# Data rows

* Data rows are the items that are actually being labeled. We currently support the following:
    * Image
    * Text
    * Video
* A data row is a member of a dataset 
* A data row cannot exist without belonging to a dataset.
* DataRows are added to labeling tasks by first attaching them to datasets and then attaching datasets to projects.

In [None]:
!pip install labelbox

In [1]:
from labelbox import DataRow, Client
from getpass import getpass
import uuid
import os

In [2]:
# If you don't want to give google access to drive you can skip this cell
# and manually set `API_KEY` below.

COLAB = "google.colab" in str(get_ipython())
if COLAB:
    !pip install colab-env -qU
    from colab_env import envvar_handler
    envvar_handler.envload()

API_KEY = os.environ.get("LABELBOX_API_KEY")
if not os.environ.get("LABELBOX_API_KEY"):
    API_KEY = getpass("Please enter your labelbox api key")
    if COLAB:
        envvar_handler.add_env("LABELBOX_API_KEY", API_KEY)

* Set the following cell with your data to run this notebook

In [3]:
# Pick a project that has a dataset attached, data has external ids, and there are some labels
# This will modify the project so just pick a dummy one that you don't care about
PROJECT_ID = "ckpnfquwy0kyg0y8t9rwb99cz"
# Only update this if you have an on-prem deployment
ENDPOINT = "https://api.labelbox.com/graphql"

In [4]:
client = Client(api_key=API_KEY, endpoint=ENDPOINT)

In [5]:
project = client.get_project(PROJECT_ID)
dataset = next(project.datasets())
# This is the same as
# -> dataset = client.get_dataset(dataset_id)

### Read

In [6]:
data_rows = dataset.data_rows()
data_row = next(data_rows)

In [7]:
# Url
print("Associated dataset", data_row.dataset())
print("Associated label(s)", next(data_row.labels()))
print("External id", data_row.external_id)

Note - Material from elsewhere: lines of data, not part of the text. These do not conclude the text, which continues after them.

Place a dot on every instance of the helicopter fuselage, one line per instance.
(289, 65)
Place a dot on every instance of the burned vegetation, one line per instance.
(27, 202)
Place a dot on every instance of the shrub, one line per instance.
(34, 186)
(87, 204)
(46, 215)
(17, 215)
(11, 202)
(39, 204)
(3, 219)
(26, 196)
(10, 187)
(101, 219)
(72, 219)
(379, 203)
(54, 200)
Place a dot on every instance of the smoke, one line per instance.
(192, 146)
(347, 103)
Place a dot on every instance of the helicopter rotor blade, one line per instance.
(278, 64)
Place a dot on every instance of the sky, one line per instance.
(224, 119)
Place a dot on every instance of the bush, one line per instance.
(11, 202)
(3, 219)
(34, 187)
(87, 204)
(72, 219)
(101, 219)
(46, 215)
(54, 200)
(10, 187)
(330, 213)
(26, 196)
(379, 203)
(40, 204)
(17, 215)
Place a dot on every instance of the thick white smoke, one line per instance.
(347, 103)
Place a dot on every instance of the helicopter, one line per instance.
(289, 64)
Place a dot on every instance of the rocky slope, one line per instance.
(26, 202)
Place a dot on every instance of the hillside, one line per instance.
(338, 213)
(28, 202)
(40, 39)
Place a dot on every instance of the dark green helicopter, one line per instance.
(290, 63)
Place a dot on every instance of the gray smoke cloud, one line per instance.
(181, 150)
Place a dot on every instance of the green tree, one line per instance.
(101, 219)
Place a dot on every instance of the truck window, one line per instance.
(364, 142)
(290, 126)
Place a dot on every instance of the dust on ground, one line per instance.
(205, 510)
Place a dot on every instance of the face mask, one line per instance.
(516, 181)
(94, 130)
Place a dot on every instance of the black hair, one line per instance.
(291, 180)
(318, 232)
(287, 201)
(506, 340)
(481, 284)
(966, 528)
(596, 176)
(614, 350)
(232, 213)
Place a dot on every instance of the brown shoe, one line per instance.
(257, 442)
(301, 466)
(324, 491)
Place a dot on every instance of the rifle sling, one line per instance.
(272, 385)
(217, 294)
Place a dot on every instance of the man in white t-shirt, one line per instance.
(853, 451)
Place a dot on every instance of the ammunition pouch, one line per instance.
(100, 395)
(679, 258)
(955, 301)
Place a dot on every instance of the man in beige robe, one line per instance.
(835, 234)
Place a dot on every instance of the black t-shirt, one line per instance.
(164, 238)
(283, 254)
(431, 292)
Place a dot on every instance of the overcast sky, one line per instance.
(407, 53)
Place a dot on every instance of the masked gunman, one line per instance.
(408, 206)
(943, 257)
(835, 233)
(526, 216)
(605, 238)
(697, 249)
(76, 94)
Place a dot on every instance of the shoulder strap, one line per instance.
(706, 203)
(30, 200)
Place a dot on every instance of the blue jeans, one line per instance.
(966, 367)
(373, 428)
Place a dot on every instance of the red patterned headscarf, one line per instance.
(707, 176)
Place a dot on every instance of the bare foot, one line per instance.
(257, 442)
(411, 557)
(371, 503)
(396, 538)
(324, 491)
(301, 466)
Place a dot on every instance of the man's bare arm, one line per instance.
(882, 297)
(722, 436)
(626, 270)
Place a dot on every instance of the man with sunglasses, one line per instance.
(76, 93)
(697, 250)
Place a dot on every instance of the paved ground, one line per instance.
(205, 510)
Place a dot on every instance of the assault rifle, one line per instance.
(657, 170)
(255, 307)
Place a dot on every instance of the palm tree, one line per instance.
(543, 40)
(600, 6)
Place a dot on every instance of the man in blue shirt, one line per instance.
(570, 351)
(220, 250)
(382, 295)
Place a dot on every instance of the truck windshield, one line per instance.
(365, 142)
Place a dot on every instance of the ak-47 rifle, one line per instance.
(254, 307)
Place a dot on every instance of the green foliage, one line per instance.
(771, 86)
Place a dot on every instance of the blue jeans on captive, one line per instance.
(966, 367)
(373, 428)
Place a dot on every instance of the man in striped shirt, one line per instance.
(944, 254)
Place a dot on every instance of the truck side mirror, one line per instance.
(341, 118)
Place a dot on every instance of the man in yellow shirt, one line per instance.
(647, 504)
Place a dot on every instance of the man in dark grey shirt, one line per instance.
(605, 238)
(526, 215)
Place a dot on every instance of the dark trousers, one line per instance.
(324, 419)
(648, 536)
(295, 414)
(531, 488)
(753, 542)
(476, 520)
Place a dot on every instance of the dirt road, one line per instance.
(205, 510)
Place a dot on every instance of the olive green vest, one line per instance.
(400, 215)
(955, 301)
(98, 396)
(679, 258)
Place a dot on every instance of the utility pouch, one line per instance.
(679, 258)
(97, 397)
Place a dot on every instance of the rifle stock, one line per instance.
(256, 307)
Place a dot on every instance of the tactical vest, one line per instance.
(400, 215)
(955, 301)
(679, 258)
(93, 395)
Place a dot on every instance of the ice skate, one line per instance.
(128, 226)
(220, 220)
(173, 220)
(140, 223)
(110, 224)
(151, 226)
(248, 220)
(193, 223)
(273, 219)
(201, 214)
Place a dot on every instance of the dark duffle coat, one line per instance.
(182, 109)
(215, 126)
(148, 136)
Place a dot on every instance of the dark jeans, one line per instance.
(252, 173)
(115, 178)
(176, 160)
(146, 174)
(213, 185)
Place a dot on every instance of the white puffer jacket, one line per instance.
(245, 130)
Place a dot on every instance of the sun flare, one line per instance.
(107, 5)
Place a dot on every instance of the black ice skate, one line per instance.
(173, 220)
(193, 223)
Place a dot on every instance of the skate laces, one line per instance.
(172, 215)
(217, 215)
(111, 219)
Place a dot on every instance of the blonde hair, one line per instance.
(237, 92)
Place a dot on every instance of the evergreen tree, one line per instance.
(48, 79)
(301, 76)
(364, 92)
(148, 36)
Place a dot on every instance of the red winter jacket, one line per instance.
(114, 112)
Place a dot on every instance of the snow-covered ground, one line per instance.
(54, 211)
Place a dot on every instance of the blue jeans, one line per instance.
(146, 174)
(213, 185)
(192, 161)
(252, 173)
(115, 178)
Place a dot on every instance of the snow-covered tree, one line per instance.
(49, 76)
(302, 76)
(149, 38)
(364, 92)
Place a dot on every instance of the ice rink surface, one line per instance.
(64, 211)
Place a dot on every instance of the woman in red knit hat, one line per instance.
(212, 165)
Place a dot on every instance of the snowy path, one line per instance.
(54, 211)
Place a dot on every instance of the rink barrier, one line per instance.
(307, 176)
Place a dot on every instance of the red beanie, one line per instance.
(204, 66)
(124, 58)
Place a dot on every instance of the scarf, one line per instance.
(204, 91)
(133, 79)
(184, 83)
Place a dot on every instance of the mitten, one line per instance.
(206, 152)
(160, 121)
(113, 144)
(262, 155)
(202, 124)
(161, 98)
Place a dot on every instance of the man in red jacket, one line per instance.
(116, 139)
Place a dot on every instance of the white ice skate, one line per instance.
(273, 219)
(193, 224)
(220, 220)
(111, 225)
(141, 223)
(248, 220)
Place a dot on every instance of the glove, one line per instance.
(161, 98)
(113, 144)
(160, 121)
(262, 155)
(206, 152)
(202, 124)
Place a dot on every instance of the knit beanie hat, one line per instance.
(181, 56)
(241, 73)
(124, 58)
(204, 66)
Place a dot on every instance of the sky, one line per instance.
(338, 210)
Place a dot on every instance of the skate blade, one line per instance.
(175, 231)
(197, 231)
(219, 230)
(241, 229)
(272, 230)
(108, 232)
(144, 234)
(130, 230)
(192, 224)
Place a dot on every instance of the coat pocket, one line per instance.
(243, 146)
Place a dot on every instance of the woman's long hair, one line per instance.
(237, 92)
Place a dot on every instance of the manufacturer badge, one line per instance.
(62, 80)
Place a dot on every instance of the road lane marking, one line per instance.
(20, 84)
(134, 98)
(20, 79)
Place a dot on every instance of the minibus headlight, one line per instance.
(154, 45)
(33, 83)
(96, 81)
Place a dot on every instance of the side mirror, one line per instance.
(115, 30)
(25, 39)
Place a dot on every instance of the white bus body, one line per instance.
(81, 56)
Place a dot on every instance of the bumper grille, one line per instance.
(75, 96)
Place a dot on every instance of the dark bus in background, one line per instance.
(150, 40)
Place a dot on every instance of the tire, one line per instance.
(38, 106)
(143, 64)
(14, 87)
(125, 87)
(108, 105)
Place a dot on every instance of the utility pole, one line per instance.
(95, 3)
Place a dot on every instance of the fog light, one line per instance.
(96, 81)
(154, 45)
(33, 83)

Associated dataset <Dataset {'created_at': datetime.datetime(2021, 6, 8, 2, 40, 10, tzinfo=datetime.timezone.utc), 'description': '', 'name': 'image_mea_dataset', 'uid': 'ckpnfqv6g1rvb0ybt85hjephs', 'updated_at': datetime.datetime(2021, 6, 8, 2, 40, 10, tzinfo=datetime.timezone.utc)}>
Associated label(s) <Label {'agreement': None, 'benchmark_agreement': None, 'created_at': datetime.datetime(2021, 6, 8, 2, 42, 11, tzinfo=datetime.timezone.utc), 'is_benchmark_reference': False, 'label': '{"objects":[{"featureId":"ckpnftdgo00013h693jxji4wa","schemaId":"ckpnfqw600kyt0y8tgwsb01xg","title":"person","value":"person","color":"#ff0000","bbox":{"top":1044,"left":1460,"height":265,"width":118},"instanceURI":"https://api.labelbox.com/masks/feature/ckpnftdgo00013h693jxji4wa"},{"featureId":"ckpo2bsq800013h69mi1w6xz1","schemaId":"ckpnfqw610kyx0y8t4hotc6ld","title":"car","value":"car","color":"#00ffff","instanceURI":"https://api.labelbox.com/masks/feature/ckpo2bsq800013h69mi1w6xz1"}],"classifications"

In [8]:
# External ids can be a reference to your internal datasets
data_row = dataset.data_row_for_external_id(data_row.external_id)
print(data_row)

<DataRow {'created_at': datetime.datetime(2021, 6, 8, 2, 40, 10, tzinfo=datetime.timezone.utc), 'external_id': '3b983504-bfbd-4c26-8719-8ef2d5a2c14f', 'media_attributes': {'width': 2560, 'height': 1707, 'mimeType': 'image/jpeg'}, 'row_data': 'https://upload.wikimedia.org/wikipedia/commons/thumb/0/08/Kitano_Street_Kobe01s5s4110.jpg/2560px-Kitano_Street_Kobe01s5s4110.jpg', 'uid': 'ckpnfqvcb0t2o0yane73d3whi', 'updated_at': datetime.datetime(2021, 6, 9, 0, 51, tzinfo=datetime.timezone.utc)}>


### Create
* Create a single data row at a time

In [9]:
dataset = client.create_dataset(name="testing-dataset")
dataset.create_data_row(row_data="https://picsum.photos/200/300")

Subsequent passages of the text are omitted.